Hal itu disampaikan dalam Lokakarya Transliterasi Nahdliyin di kantor PBNU, Jakarta selama dua hari, Senin-Selasa (15-16/2). Acara diadakan oleh Lajnah Ta’lif wan Nasyr (LTN) PBNU dengan mengundang perwakilan LTN Wilayah se-Jawa dan beberapa penerbit di lingkungan NU.<>

“Saya ingin bacaan Al-Qur’an menjadi pedoman utama dalam transliterasi. Jadi transliterasi adalah mengoraliti atau melisankan Al-Qur’an dalam tulisan. Jangan sampai menulis itu juga bisa mengkelirukan bacaan,” kata Kiai Hafidz.

Menurutnya, transliterasi yang berdasar pada tradisi lisan ini sangat mudah dilakukan. Selain itu model transliterasi ini telah berkembang di masyarakat.  “Apa yang sudah hidup, dalam istilah fikih itu namanya urf. Dalam kaidah fikih, urf menjadi hukum,” katanya.

Alih-aksara huruf Arab ke huruf Latin dalam ejaan bahasa Indonesia pernah diatur dalam Surat Keputusan Bersama (SKB) Menteri Agama dan Menteri pendidikan dan Kebudayaan Nomor 158 tahun 1987 - Nomor: 0543 b/u/1987.

Menurut Kiai Hafidz alih-aksara dalam SKB itu perlu dikaji ulang. Selain beberapa diantaranya menjauhkan dari bunyi atau bacaan yang sebenarnya, juga praktis sering tidak dipatuhi oleh Departemen atau Kementerian Agama sendiri.

“Depag sering tidak konsisten.
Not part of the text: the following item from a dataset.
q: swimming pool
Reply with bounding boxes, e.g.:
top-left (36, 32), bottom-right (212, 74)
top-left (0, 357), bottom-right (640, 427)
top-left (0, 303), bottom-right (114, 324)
Misalnya beberapa buku yang diterbitkan Depag dalam pembukaan menyebut transliterasi yang dipakai adalah model tahun 1987 yang salah satu aturannya memisahkan kata perkata, tapi di dalam buku yang dimaksud tidak mengacu transliterasi 1987 itu. Misalnya menulis bismillahirrahmanirrahim disambung semua seperti kita. Ini kan rancu,” katanya

Contoh lain dalam transliterasi berdasarkan bunyi atau tradisi lisan ini misalnya dalam kata dari rangkaian dua kata seperti ‘rasulullah’ tidak perlu dipisah menjadi ‘rasul Allah’. Apalagi kata ‘rasulullah’ ini telah menjadi kata serapan bahasa Indonesia.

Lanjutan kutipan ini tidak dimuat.